The Gates: Monitoring Day 2 - Back in the Hood

February 23, 2005

I arrived at the BoatHouse a little late. I wasn't looking forward to the pre-work ritual. During installation I always showed up early to drink coffee and hang out with my crew. I liked talking to them. During monitoring, I wanted to spend the smallest possible amount of time with my crew, so I was trying to show up right when I had to, and not a moment earlier.

As I walked in the door, the Gates project scheduling queen, whom I like, walked up to me and told me that one of my old zone supervisors (from the installation week) had requested that I be moved to their section but that this move depended on another worker showing up. I thanked her for that and assured her that I would cooperate no matter what ended up happening.

So, I stood for a few moments on the periphery of my group waiting for the news. It was so symbolic, the rest of them sitting at the table, talking amongst themselves, avoiding eye contact with me. I felt as though I were living in a badly directed school play. Then I got the good word--I was transfered. Everything changed.

The supervisors for whom I had worked during installation wanted me back in their section. There was good reason for this. I worked hard. I poured my heart into the job, I did everything I was asked to do and then I did things I knew they wanted done but hadn't asked me to do. I read the website. I read their biography. I studied the project technically and I learned it's detailed history. I came early and stayed late. I brought my best game.

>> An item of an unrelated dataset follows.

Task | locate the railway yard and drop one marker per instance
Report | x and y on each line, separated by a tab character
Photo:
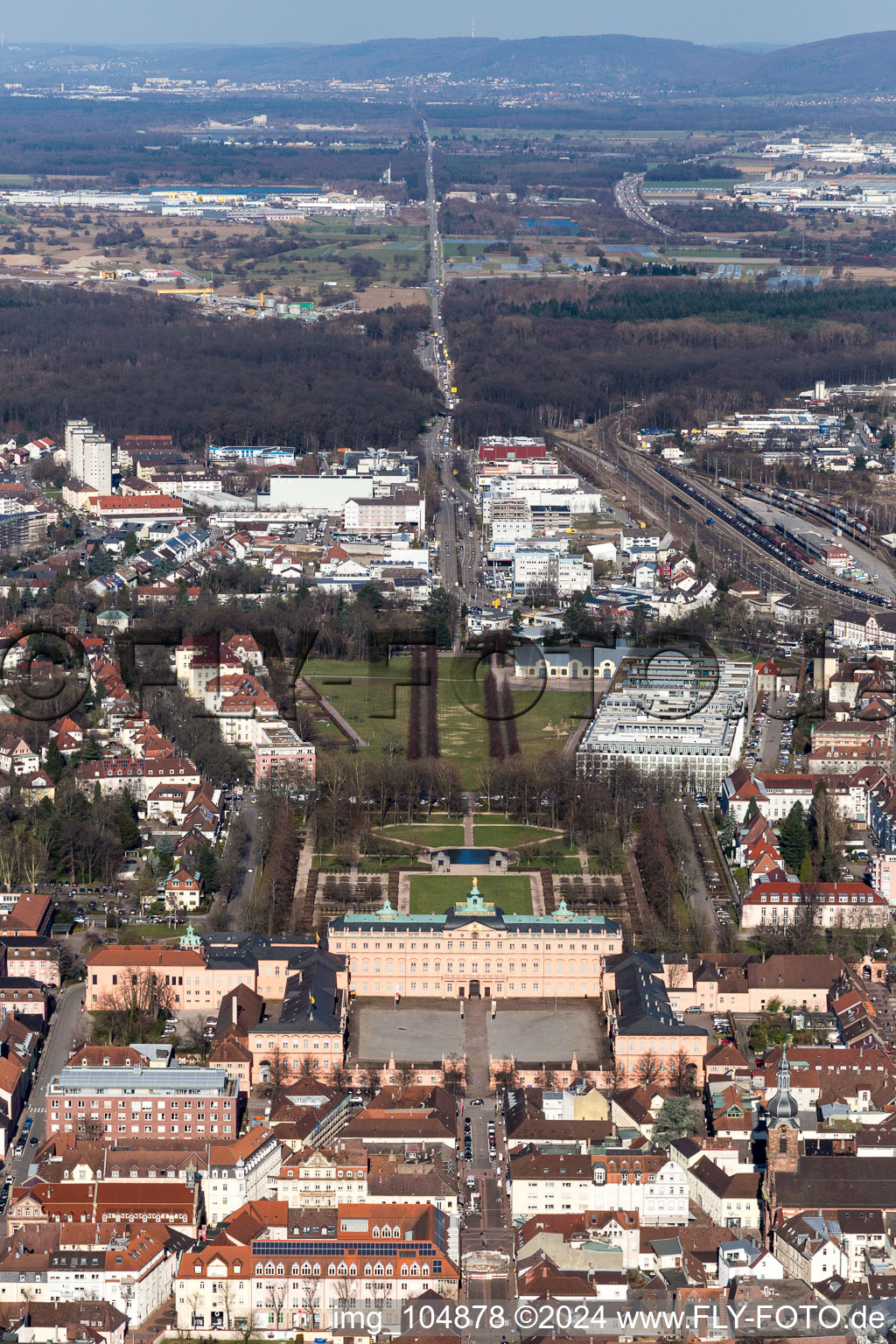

It was so nice to be back among people who noticed it.

I picked up every last bit of trash in my section of the Park. I mean every cigarette butt, every pile of dog feces, every indistinguishable decomposing pile of paper, every bottle cap. I got it all. Then, I went around and adjusted the base covers on every Gate so that they lined up flush with the steel base. I greeted every single person I saw, I handed out swatches of fabric. I even had an encoutner with a famous TV Star or two (three, actually).

It was fun to give it everything I had to give. The weather was fairly calm, if cold. There wasn't snow to shovel. My section of the Park was not busy, though there was a steady stream of visitors. The other worker in my section was a very pleasant young woman from Brooklyn, DUMBO (Down Under the Manhattan Bridge Overpass), to be exact. She was fun to talk to when we crossed paths

The day went well, but I have to admit that I missed the number of people I encountered in the other section of the Park. So, while I enjoyed my co-workers up here more, this area of the Park didn't as thoroughly satisfy my appetite for talking to people about the project. It was a trade I was happy to make, but I did miss something about the swath of the public I encountered in the other section.